The band's name is a humorous reference to the fact that during a 2005 European tour behind Watt's album The Secondman's Middle Stand, neither of the original Secondmen (Pete Mazich and Jerry Trebotic) participated.

==History==
Mike Watt had known Tom Watson since the 1980s when Watt's New Alliance Records label put out Slovenly's first records. Watt met Raul Morales through seeing him in the band Vinny Vegas.

The Missingmen began performing in the autumn of 2006, opening for M. Ward. Watt has stated his intention to record an album with the Missingmen since 2007, but no formal plans were made until 2009 when the group laid down the guitar and drum tracks for Hyphenated-man in New York during a planned break in an American tour by Watt. According to Watt's interviews with Guitar World and Bass Player, the album would feature short songs inspired by the paintings of Hieronymous Bosch.
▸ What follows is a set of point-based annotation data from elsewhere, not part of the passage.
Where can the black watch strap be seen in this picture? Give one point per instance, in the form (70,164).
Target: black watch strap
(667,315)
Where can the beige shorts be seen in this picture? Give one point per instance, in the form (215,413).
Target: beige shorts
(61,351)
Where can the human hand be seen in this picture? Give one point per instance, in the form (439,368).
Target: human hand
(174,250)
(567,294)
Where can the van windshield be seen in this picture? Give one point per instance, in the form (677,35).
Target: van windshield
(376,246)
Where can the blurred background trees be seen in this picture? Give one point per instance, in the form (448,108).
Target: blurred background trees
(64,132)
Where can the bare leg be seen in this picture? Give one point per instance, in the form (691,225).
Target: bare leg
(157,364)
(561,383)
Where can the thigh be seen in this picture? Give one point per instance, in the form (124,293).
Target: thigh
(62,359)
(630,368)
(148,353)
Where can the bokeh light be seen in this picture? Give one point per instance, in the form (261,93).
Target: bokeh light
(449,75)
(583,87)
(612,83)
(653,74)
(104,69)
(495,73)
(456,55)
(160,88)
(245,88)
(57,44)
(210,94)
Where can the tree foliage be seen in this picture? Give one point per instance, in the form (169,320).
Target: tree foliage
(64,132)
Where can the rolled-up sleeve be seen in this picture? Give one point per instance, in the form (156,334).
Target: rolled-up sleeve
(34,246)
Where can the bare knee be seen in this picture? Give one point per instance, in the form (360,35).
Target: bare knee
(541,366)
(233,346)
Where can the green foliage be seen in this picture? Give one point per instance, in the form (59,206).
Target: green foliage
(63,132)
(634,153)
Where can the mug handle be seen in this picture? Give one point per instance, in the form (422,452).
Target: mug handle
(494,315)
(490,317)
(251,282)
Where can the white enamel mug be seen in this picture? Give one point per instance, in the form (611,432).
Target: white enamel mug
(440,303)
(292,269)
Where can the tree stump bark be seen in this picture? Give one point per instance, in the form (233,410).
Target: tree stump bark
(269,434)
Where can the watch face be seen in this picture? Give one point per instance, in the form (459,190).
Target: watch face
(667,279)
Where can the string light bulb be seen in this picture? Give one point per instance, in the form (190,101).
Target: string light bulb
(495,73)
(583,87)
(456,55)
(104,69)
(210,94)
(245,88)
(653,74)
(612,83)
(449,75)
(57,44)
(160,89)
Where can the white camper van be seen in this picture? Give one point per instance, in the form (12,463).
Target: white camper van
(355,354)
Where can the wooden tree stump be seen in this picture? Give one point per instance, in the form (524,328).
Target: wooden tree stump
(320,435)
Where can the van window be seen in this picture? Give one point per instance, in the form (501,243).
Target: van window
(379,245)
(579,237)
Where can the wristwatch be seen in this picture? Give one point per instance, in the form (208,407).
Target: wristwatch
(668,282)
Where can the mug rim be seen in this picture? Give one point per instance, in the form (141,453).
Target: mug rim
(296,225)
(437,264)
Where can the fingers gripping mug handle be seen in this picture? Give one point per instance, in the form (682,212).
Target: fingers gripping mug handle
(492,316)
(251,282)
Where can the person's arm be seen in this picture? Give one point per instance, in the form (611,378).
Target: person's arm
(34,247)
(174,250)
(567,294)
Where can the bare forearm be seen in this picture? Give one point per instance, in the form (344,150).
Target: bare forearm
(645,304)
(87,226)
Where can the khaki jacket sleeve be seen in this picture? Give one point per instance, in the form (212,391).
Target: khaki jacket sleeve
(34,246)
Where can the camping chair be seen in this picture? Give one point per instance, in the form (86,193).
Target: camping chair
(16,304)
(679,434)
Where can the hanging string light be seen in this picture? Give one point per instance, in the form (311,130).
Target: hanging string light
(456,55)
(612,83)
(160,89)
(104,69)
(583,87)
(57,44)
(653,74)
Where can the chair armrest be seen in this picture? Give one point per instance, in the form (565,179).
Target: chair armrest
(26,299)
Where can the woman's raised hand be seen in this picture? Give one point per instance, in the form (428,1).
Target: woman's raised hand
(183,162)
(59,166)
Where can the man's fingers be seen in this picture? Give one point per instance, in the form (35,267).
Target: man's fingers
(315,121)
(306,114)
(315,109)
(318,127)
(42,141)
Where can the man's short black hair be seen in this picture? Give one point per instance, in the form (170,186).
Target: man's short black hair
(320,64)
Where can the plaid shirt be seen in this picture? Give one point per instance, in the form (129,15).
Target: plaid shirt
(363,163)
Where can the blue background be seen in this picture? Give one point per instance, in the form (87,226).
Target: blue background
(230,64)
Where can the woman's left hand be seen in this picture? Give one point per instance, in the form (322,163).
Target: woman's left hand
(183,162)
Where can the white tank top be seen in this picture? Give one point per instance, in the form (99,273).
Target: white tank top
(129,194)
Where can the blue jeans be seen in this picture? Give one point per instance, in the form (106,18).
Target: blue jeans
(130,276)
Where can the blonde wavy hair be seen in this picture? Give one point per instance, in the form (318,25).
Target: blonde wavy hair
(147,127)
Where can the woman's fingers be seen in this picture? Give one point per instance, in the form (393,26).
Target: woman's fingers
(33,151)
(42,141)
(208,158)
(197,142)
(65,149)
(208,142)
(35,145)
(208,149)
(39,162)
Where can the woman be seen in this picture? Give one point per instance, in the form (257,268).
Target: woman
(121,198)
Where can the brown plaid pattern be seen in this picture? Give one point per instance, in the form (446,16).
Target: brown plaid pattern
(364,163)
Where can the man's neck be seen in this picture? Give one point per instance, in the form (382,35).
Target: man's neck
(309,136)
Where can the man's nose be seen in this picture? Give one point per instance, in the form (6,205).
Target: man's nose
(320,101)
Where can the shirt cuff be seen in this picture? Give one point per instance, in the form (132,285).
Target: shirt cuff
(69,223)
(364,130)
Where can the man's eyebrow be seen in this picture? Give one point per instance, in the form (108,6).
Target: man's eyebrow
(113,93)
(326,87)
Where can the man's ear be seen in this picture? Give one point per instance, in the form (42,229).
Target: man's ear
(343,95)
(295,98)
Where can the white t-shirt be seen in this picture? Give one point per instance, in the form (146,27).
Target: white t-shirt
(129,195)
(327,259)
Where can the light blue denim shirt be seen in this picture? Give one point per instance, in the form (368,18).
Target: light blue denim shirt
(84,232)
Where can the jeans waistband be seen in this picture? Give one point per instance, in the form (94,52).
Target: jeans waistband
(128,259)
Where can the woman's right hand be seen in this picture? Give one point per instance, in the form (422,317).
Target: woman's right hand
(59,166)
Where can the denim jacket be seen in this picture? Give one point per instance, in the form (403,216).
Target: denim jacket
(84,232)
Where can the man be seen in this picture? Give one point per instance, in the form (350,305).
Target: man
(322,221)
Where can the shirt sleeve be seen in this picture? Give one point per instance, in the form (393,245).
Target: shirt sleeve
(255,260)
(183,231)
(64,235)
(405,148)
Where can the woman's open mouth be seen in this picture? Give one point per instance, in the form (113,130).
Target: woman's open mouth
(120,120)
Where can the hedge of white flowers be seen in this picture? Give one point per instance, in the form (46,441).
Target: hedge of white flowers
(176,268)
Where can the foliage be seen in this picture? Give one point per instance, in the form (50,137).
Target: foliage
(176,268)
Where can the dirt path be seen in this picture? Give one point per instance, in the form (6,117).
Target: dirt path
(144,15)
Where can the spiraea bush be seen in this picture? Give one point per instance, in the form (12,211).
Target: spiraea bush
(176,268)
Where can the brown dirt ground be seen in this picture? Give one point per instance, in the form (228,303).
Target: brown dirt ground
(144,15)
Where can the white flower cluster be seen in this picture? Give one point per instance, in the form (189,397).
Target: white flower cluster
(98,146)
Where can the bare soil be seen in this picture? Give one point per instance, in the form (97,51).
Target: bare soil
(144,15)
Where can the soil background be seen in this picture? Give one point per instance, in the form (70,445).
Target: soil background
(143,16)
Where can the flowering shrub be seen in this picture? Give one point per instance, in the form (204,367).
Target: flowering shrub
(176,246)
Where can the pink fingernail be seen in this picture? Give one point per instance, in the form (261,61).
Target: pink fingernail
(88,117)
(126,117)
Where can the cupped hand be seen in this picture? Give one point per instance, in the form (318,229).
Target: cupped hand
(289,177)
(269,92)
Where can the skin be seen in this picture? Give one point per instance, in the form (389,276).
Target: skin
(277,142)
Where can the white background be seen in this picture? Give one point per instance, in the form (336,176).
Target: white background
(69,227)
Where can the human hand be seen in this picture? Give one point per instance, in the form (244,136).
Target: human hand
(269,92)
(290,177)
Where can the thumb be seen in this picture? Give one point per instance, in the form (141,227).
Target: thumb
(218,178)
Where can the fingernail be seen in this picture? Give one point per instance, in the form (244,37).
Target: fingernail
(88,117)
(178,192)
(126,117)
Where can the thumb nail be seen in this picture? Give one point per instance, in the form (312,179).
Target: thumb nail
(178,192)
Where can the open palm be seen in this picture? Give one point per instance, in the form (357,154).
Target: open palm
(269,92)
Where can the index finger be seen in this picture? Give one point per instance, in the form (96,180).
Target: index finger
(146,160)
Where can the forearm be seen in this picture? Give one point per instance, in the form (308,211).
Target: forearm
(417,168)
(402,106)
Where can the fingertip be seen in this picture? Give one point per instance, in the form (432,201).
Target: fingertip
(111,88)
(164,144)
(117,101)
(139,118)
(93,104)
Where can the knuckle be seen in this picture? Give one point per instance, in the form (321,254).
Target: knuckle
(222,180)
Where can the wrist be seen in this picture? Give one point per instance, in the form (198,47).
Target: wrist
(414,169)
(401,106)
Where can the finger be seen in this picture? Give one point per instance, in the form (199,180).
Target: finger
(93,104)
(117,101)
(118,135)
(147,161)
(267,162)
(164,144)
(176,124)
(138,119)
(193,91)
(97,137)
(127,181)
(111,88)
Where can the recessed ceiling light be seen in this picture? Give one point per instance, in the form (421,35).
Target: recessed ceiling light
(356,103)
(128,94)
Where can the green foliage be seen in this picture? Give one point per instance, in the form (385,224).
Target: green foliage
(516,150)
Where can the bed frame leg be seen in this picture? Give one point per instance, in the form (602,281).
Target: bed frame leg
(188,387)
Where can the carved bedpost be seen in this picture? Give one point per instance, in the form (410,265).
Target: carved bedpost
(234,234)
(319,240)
The album, first released in Japan in October 2010, is the first release on Watt's new independent record label Clenchedwrench.

On a 2009 tour with Dinosaur Jr, Watson and Morales performed without Watt under the moniker lou barlow + the missingmen. This lineup, fronted by Dinosaur Jr bassist and Sebadoh frontman Lou Barlow, performed material from Barlow's solo recordings. In 2010, The Missingmen performed on Lou Barlow's Sentridoh III album.

Nick Aguilar replaced Raul Morales for a fall 2019 Missingmen tour.